What is true of the courage is true also of the sacrifice, which has ever followed the acceptance of the God-idea. This is not the showy and fanatical sacrifice of mere blood-letting. Many a Juggernaut, great and small, drinks the blood of his devotees.
But spiritual discipline, self-renunciation, the esteeming of others better than one's self, the suppression of selfishness-these are the practical uses of the God-idea. It is not a barren sentiment. It is not a color vapor or a scented incense, lulling the brain into partial stupor or agitating it with mocking dreams.
It arouses courage. It necessitates self-sacrifice. It touches the imagination as with fire. It gives a wide and solemn outlook to the whole nature. It gives a deeper tone to every thought. It sanctifies the universe. It makes heaven possible. Unknown-Unknowable. Yes, but not therefore unusable or unprofitable.
Creating the Creator?
Say this God was dreamed by human genius. So be it. Make Him a creature of fancy. What then? The man who made or dreamed or otherwise projected such a God must be the author of some other work of equal or approximate importance. Produce it! That is the sensible reply to so bold a blasphemy.

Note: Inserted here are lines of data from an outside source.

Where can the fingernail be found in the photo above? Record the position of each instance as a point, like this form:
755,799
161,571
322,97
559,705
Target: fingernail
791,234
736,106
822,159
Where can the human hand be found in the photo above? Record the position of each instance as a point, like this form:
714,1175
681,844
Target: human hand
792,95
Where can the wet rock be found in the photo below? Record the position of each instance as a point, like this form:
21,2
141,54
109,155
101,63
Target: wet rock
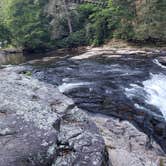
126,145
162,60
41,127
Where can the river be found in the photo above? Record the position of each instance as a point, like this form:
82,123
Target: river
129,87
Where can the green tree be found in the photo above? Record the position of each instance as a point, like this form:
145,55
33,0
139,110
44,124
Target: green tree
29,25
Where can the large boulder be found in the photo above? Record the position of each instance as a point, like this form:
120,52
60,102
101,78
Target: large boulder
41,127
127,146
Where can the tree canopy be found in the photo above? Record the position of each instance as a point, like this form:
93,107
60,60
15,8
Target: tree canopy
30,24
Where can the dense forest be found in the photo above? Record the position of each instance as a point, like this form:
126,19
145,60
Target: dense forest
43,24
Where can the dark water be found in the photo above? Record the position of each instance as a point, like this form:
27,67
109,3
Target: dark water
128,87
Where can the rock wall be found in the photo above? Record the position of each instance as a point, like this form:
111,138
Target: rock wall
41,127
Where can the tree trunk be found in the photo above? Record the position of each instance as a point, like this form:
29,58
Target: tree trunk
68,17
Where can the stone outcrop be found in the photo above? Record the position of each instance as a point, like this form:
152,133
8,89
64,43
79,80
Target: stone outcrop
41,127
126,145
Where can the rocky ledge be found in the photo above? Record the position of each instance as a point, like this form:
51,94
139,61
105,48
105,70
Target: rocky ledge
126,145
41,127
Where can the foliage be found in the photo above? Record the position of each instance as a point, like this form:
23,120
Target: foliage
23,23
28,25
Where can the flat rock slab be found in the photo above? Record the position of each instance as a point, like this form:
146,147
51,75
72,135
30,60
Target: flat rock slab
41,127
127,146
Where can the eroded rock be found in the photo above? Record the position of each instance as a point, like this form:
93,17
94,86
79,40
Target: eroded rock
126,145
40,127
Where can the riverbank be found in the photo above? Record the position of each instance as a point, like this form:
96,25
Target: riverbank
121,138
40,126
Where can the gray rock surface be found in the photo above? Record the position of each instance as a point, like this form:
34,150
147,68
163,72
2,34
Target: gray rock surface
41,127
126,145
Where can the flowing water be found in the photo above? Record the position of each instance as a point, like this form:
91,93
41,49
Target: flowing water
129,87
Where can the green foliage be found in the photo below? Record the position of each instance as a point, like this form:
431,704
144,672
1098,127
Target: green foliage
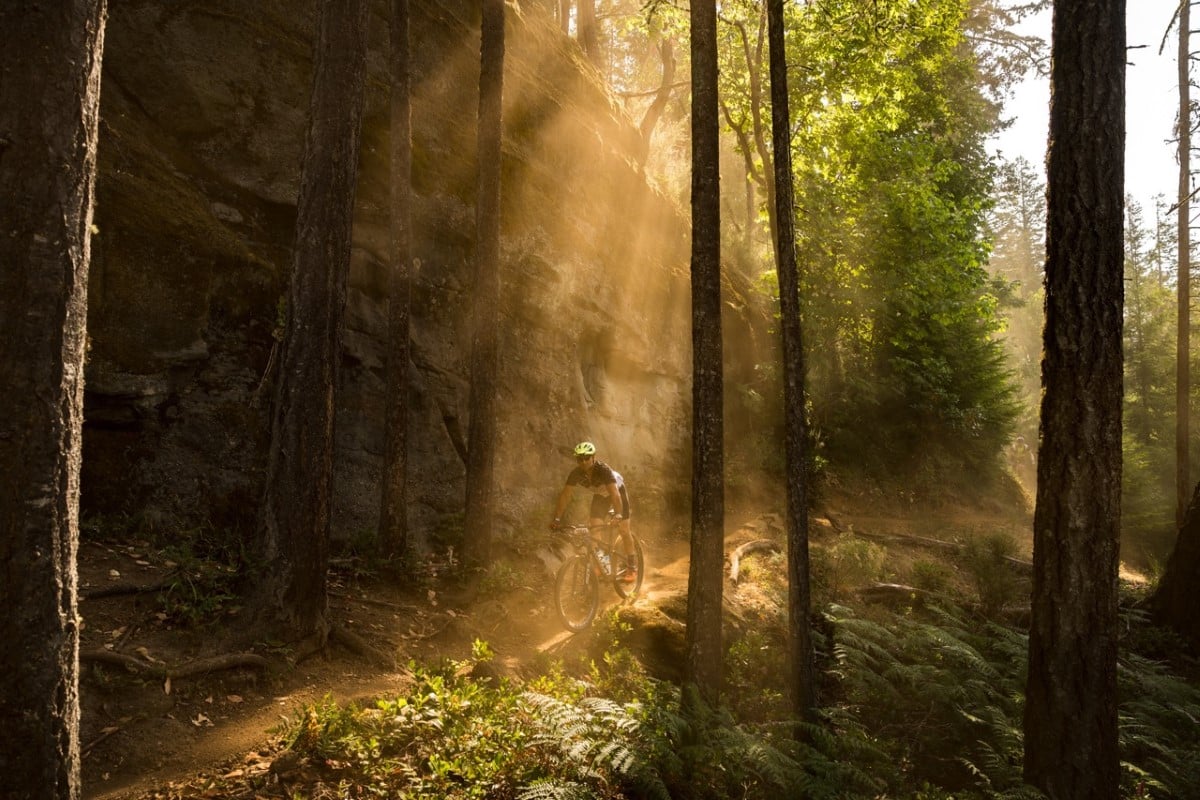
943,692
892,186
933,577
847,564
987,563
1159,743
753,666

Why would man make a Jehovah and then take to the drudgery of making oil paintings of Him and ink poems about Him and huts to live in indeference to Him? Where is the congruity?
A man says he kindled the sun, and when asked for his proof, he strikes a match that the wind blows out! Is the evidence sufficient? Or a man says that he has covered the earth with all the green and gold of summer, and when challenged to prove it, he produces a wax flower that melts in his hand! Is the proof convincing? The God of the Bible calls for the production of other gods-gods wooden, gods stony, gods ill-bred, gods wellshaped, and done up skillfully for market uses. From His heaven he laughs at them, and from His high throne he holds them in derision.
He is not afraid of competitive gods. They try to climb to His sublimity but only get high enough to break their necks in a sharp fall. Again and again I demand that the second effort of human genius bears some obvious relation to the first. The sculptor accepts the challenge, so does the painter, so does the musician; why should the Jehovah-dreamer be an exception to the common rule of confirmation and proof?
We wait for the evidence! We insist upon having it. Then, so we don't waste our time in idle expectancy, we can meanwhile call upon God., saying, "Our Father which art in heaven, Hallowed by thy name. Thy kingdom come. Thy will by done in earth, as it is in heaven!" (Matt. 6:9-10).